Results: We found that NP exposure induced a decrease in serum levels of free tetraiodothyronine (FT) 3 and FT4 while it induced an increase in serum levels of thyroid-stimulating hormone (TSH) in a dose-dependent manner. There was a negative correlation between
different doses of NP with serum levels of FT3 and FT4 (FT4 r = -0.932; FT3 r = -0.926) and a positive correlation with serum levels of TSH (r = 0.967). Histological and morphometric study in the NP-exposed group revealed dilation of endoplasmic reticulum into cystic in thyroid follicular cells. Mitochondrion was Farnesyltransferase damaged in the 80 and 200 mg/kg/d Lenvatinib concentration groups.

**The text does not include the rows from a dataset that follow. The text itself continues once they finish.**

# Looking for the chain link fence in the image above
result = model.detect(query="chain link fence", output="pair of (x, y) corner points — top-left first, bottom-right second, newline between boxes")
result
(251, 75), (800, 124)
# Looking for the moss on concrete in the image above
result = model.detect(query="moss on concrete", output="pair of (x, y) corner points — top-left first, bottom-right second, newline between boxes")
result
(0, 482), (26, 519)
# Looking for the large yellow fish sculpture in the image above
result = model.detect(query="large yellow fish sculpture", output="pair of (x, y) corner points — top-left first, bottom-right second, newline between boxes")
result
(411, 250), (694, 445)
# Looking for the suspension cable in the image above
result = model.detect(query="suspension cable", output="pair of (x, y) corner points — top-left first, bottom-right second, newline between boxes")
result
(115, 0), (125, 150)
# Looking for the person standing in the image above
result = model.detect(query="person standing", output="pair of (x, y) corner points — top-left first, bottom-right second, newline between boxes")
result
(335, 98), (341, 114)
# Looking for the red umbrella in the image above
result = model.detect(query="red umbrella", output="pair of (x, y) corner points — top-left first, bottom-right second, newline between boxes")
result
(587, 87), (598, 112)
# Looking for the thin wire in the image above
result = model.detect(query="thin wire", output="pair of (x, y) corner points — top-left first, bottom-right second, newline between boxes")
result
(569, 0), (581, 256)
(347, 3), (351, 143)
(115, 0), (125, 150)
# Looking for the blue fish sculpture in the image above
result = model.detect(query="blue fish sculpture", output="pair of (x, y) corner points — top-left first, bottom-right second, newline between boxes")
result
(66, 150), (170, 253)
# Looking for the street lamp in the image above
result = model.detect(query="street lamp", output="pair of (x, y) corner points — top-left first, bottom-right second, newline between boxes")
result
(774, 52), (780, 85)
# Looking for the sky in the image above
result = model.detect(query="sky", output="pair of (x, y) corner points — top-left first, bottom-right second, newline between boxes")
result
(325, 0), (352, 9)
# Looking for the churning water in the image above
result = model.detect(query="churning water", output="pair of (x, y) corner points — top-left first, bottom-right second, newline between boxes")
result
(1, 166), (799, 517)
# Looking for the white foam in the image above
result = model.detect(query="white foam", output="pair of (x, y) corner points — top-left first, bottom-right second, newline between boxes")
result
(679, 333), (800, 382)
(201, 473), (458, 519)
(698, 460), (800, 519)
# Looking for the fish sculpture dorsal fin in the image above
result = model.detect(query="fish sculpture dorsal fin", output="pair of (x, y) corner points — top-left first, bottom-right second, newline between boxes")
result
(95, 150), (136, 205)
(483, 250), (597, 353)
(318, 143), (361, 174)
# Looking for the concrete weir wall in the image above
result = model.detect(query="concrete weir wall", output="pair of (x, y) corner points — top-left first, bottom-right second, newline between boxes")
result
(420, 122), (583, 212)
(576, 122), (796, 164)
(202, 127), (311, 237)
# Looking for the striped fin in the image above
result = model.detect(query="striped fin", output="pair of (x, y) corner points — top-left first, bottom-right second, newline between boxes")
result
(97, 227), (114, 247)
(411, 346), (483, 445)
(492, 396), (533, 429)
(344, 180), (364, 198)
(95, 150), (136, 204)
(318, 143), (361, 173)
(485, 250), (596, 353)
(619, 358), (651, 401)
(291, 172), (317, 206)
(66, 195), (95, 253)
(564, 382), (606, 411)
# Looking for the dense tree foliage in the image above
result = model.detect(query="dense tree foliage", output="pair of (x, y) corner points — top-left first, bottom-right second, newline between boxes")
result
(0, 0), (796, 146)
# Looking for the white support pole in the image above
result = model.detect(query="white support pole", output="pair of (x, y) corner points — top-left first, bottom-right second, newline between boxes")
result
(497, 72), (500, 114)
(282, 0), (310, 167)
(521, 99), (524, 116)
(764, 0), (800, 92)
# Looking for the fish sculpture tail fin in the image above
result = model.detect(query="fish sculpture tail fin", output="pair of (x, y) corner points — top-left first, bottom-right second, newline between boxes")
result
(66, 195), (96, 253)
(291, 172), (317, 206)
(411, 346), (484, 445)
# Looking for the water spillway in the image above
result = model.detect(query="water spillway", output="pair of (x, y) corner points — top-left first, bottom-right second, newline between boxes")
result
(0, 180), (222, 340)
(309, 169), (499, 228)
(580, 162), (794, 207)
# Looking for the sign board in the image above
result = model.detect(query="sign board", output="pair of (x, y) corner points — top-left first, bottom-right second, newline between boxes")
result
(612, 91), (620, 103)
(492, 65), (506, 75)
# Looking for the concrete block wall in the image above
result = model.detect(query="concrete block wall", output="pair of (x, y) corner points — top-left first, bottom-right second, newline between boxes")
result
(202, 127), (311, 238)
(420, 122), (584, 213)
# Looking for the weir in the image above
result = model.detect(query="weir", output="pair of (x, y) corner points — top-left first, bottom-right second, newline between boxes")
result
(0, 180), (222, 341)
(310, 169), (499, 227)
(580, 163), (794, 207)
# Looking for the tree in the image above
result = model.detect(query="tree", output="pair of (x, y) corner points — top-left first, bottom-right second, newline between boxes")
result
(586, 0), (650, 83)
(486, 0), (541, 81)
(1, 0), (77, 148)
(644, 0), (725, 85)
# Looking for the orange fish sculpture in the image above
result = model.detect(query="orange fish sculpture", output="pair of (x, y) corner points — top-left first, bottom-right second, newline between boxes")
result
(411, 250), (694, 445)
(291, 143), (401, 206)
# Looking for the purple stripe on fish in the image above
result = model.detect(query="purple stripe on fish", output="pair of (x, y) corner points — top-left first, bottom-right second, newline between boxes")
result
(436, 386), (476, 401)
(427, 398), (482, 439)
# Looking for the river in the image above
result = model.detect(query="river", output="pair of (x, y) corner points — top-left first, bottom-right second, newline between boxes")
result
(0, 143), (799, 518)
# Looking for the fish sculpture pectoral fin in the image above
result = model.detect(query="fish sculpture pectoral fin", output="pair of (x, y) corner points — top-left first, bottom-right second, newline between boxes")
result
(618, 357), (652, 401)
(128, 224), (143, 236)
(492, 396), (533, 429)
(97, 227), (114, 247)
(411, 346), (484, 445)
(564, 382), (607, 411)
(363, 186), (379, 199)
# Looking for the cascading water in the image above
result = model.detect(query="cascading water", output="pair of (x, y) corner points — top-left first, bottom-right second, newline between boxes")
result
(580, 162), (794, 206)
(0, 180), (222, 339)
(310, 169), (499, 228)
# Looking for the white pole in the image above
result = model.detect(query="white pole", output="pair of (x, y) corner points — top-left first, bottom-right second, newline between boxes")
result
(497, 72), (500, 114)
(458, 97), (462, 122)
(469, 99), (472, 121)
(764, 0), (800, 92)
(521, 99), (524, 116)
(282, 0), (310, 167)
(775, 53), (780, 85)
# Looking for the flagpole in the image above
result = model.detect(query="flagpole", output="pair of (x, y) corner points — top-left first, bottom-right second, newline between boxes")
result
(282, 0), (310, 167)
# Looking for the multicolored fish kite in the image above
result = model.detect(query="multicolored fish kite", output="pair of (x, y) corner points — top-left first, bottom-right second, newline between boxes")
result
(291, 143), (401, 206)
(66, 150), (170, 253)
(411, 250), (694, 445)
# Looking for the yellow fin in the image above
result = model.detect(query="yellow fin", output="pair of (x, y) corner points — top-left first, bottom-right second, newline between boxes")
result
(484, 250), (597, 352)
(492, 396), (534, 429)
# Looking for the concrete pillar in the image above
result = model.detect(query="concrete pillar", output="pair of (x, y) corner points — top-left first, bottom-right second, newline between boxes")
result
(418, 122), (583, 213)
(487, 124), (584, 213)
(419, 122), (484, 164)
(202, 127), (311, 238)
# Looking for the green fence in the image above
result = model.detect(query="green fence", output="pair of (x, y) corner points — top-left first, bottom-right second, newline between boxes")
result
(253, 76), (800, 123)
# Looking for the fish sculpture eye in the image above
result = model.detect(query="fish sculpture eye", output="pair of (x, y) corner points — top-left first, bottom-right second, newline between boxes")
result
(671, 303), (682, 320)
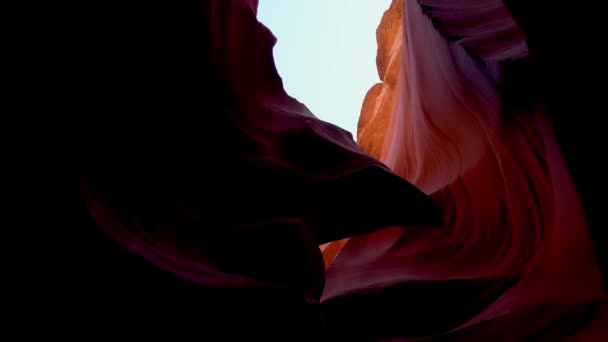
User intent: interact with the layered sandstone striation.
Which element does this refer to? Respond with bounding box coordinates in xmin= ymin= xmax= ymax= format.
xmin=357 ymin=0 xmax=402 ymax=158
xmin=324 ymin=0 xmax=606 ymax=340
xmin=321 ymin=0 xmax=404 ymax=268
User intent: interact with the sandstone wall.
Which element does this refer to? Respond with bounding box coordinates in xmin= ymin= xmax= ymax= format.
xmin=357 ymin=0 xmax=403 ymax=159
xmin=321 ymin=0 xmax=403 ymax=267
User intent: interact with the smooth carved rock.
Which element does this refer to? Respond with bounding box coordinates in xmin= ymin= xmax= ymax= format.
xmin=327 ymin=0 xmax=606 ymax=340
xmin=325 ymin=1 xmax=405 ymax=265
xmin=357 ymin=83 xmax=394 ymax=159
xmin=357 ymin=0 xmax=402 ymax=158
xmin=75 ymin=3 xmax=443 ymax=338
xmin=320 ymin=239 xmax=348 ymax=268
xmin=376 ymin=0 xmax=403 ymax=85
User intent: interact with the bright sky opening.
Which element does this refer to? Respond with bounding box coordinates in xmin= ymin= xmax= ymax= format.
xmin=257 ymin=0 xmax=391 ymax=137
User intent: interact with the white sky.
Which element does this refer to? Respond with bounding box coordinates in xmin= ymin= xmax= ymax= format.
xmin=257 ymin=0 xmax=391 ymax=136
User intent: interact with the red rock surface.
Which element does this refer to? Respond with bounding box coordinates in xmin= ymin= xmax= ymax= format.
xmin=70 ymin=0 xmax=441 ymax=339
xmin=356 ymin=0 xmax=403 ymax=159
xmin=322 ymin=0 xmax=607 ymax=340
xmin=51 ymin=0 xmax=607 ymax=340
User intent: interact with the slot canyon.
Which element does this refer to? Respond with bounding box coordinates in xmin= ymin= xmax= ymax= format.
xmin=39 ymin=0 xmax=608 ymax=340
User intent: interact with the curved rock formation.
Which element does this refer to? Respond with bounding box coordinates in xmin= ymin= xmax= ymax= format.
xmin=357 ymin=0 xmax=403 ymax=159
xmin=43 ymin=0 xmax=607 ymax=340
xmin=321 ymin=0 xmax=406 ymax=268
xmin=67 ymin=0 xmax=441 ymax=339
xmin=323 ymin=0 xmax=607 ymax=340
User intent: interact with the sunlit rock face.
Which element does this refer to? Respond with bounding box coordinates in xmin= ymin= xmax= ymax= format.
xmin=66 ymin=0 xmax=607 ymax=340
xmin=322 ymin=0 xmax=403 ymax=269
xmin=74 ymin=0 xmax=442 ymax=339
xmin=323 ymin=0 xmax=608 ymax=340
xmin=357 ymin=0 xmax=402 ymax=159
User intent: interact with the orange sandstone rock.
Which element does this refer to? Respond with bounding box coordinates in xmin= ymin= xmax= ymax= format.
xmin=357 ymin=0 xmax=402 ymax=157
xmin=323 ymin=0 xmax=403 ymax=267
xmin=375 ymin=0 xmax=403 ymax=86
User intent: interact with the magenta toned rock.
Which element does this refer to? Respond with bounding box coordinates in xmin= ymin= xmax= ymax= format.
xmin=323 ymin=0 xmax=607 ymax=340
xmin=48 ymin=0 xmax=607 ymax=340
xmin=70 ymin=0 xmax=441 ymax=339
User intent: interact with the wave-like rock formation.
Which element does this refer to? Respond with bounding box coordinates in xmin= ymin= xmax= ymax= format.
xmin=323 ymin=0 xmax=608 ymax=340
xmin=50 ymin=0 xmax=607 ymax=340
xmin=69 ymin=0 xmax=440 ymax=340
xmin=357 ymin=0 xmax=403 ymax=160
xmin=322 ymin=0 xmax=406 ymax=268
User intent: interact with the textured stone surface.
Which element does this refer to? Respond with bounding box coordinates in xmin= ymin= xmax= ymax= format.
xmin=324 ymin=0 xmax=606 ymax=340
xmin=375 ymin=0 xmax=403 ymax=85
xmin=71 ymin=1 xmax=444 ymax=338
xmin=322 ymin=0 xmax=403 ymax=268
xmin=356 ymin=0 xmax=402 ymax=157
xmin=357 ymin=83 xmax=394 ymax=159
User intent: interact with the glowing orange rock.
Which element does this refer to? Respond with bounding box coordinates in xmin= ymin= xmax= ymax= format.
xmin=323 ymin=0 xmax=607 ymax=340
xmin=357 ymin=0 xmax=402 ymax=159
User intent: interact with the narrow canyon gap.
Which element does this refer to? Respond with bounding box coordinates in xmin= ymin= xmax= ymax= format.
xmin=256 ymin=0 xmax=391 ymax=136
xmin=52 ymin=0 xmax=608 ymax=340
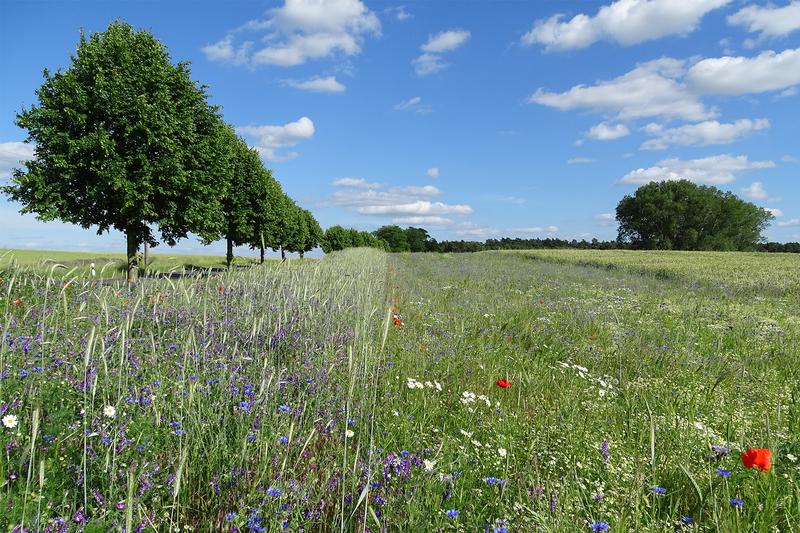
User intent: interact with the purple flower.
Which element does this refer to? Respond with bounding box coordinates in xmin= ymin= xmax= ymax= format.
xmin=279 ymin=405 xmax=290 ymax=412
xmin=590 ymin=522 xmax=610 ymax=531
xmin=651 ymin=486 xmax=667 ymax=495
xmin=267 ymin=486 xmax=282 ymax=498
xmin=445 ymin=509 xmax=459 ymax=519
xmin=73 ymin=511 xmax=85 ymax=523
xmin=600 ymin=439 xmax=610 ymax=462
xmin=225 ymin=511 xmax=237 ymax=522
xmin=279 ymin=435 xmax=289 ymax=445
xmin=716 ymin=468 xmax=731 ymax=478
xmin=729 ymin=498 xmax=744 ymax=508
xmin=681 ymin=516 xmax=695 ymax=525
xmin=116 ymin=502 xmax=126 ymax=510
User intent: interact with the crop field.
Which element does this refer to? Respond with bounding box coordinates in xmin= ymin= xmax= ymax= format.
xmin=1 ymin=249 xmax=799 ymax=532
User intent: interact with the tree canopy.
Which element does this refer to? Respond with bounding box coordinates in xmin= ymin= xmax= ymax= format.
xmin=3 ymin=21 xmax=229 ymax=280
xmin=615 ymin=180 xmax=773 ymax=251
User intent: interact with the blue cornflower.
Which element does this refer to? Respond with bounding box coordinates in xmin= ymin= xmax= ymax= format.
xmin=19 ymin=370 xmax=28 ymax=378
xmin=279 ymin=435 xmax=289 ymax=445
xmin=494 ymin=528 xmax=509 ymax=533
xmin=716 ymin=468 xmax=731 ymax=478
xmin=247 ymin=513 xmax=265 ymax=532
xmin=101 ymin=437 xmax=112 ymax=445
xmin=279 ymin=405 xmax=290 ymax=412
xmin=445 ymin=509 xmax=459 ymax=519
xmin=681 ymin=516 xmax=695 ymax=525
xmin=651 ymin=486 xmax=667 ymax=494
xmin=32 ymin=366 xmax=42 ymax=373
xmin=246 ymin=434 xmax=256 ymax=442
xmin=590 ymin=521 xmax=610 ymax=531
xmin=729 ymin=498 xmax=744 ymax=508
xmin=169 ymin=421 xmax=181 ymax=428
xmin=224 ymin=511 xmax=236 ymax=522
xmin=400 ymin=450 xmax=409 ymax=456
xmin=267 ymin=486 xmax=282 ymax=498
xmin=239 ymin=401 xmax=251 ymax=412
xmin=173 ymin=429 xmax=185 ymax=436
xmin=485 ymin=476 xmax=505 ymax=486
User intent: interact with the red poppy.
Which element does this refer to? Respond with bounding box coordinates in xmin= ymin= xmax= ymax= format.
xmin=741 ymin=448 xmax=771 ymax=472
xmin=496 ymin=379 xmax=512 ymax=388
xmin=218 ymin=286 xmax=225 ymax=292
xmin=12 ymin=298 xmax=22 ymax=306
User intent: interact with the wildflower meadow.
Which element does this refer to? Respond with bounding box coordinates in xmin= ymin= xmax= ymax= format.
xmin=1 ymin=249 xmax=799 ymax=532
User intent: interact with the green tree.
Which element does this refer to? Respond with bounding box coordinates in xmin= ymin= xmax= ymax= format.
xmin=405 ymin=227 xmax=431 ymax=252
xmin=321 ymin=225 xmax=351 ymax=253
xmin=299 ymin=209 xmax=322 ymax=258
xmin=374 ymin=225 xmax=410 ymax=252
xmin=616 ymin=180 xmax=773 ymax=251
xmin=3 ymin=21 xmax=228 ymax=282
xmin=249 ymin=168 xmax=283 ymax=264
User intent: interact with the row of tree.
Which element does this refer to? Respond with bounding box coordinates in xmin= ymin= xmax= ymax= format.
xmin=2 ymin=21 xmax=322 ymax=281
xmin=319 ymin=226 xmax=388 ymax=253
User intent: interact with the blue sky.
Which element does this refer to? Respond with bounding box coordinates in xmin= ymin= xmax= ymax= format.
xmin=1 ymin=0 xmax=799 ymax=255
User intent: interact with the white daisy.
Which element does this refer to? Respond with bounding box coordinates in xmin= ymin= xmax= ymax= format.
xmin=103 ymin=405 xmax=116 ymax=418
xmin=2 ymin=414 xmax=18 ymax=429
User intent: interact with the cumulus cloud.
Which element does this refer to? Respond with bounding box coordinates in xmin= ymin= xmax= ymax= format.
xmin=567 ymin=157 xmax=595 ymax=164
xmin=764 ymin=207 xmax=783 ymax=217
xmin=687 ymin=48 xmax=800 ymax=95
xmin=235 ymin=116 xmax=315 ymax=161
xmin=393 ymin=96 xmax=433 ymax=114
xmin=392 ymin=216 xmax=452 ymax=225
xmin=595 ymin=213 xmax=616 ymax=225
xmin=384 ymin=5 xmax=412 ymax=21
xmin=426 ymin=167 xmax=439 ymax=178
xmin=740 ymin=181 xmax=771 ymax=200
xmin=530 ymin=58 xmax=714 ymax=121
xmin=0 ymin=141 xmax=35 ymax=181
xmin=413 ymin=29 xmax=470 ymax=76
xmin=332 ymin=177 xmax=381 ymax=188
xmin=619 ymin=154 xmax=775 ymax=185
xmin=202 ymin=0 xmax=380 ymax=67
xmin=454 ymin=223 xmax=559 ymax=238
xmin=521 ymin=0 xmax=729 ymax=51
xmin=777 ymin=218 xmax=800 ymax=227
xmin=283 ymin=76 xmax=346 ymax=92
xmin=327 ymin=178 xmax=471 ymax=219
xmin=728 ymin=2 xmax=800 ymax=39
xmin=587 ymin=122 xmax=630 ymax=140
xmin=641 ymin=118 xmax=769 ymax=150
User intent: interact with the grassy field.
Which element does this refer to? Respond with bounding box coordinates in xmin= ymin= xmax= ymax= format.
xmin=1 ymin=249 xmax=798 ymax=531
xmin=0 ymin=248 xmax=263 ymax=278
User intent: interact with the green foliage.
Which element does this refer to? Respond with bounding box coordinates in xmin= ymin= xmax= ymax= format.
xmin=616 ymin=180 xmax=773 ymax=251
xmin=373 ymin=225 xmax=410 ymax=252
xmin=3 ymin=21 xmax=229 ymax=279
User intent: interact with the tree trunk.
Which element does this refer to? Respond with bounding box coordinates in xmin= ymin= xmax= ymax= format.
xmin=126 ymin=230 xmax=138 ymax=284
xmin=299 ymin=251 xmax=304 ymax=259
xmin=281 ymin=247 xmax=286 ymax=261
xmin=260 ymin=243 xmax=265 ymax=264
xmin=226 ymin=237 xmax=234 ymax=269
xmin=143 ymin=241 xmax=149 ymax=277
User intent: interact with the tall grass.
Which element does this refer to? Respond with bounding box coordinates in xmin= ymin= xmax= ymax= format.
xmin=1 ymin=249 xmax=798 ymax=531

Conclusions: Exposure to NP may lead to thyroid dysfunction. It may be a potential contributor to thyroid disruption. (C) 2013 Elsevier B.V. All rights reserved.”
“The aim of the present study was an investigation of mechanisms mediating selective effect of vasotocin analogues on water, sodium, and potassium excretion. We tested vasotocin analogues: Mpa(1)-vasotocin (dAVT), Mpa(1)-Arg(4)-vasotocin (dAAVT)
and Mpa(1)-DArg(8)-vasotocin (dDAVT). The effects on water, sodium, and potassium transport were evaluated in experiments using normal and water-loaded Wistar rats. It was shown that all tested peptides exerted antidiuretic activity. Vasotocin and dAVT induced natriuresis and kaliuresis in rats. agonist (Phe(2)-Ile(3)-Orn(8)-vasopressin) reproduced the renal effects of dAVT on sodium and potassium excretion but not on water reabsorption. dAAVT, dDAVT and V-2 agonist (desmopressin) induced kaliuresis without any effect on sodium excretion. Natriuresis was associated with increase in cGMP excretion, whereas kaliuresis was correlated with rise of cAMP excretion. Via antagonist (Pmp(1)-Tyr(Me)(2)-vasopressin) significantly reduced the dAVT-stimulated natriuresis and did not influence on urinary potassium excretion. V-2 antagonist (Pmp(1)-DIle(2)-Ile(4)-vasopressin) significantly reduced the dAVT- and dAAVT-induced kaliuresis.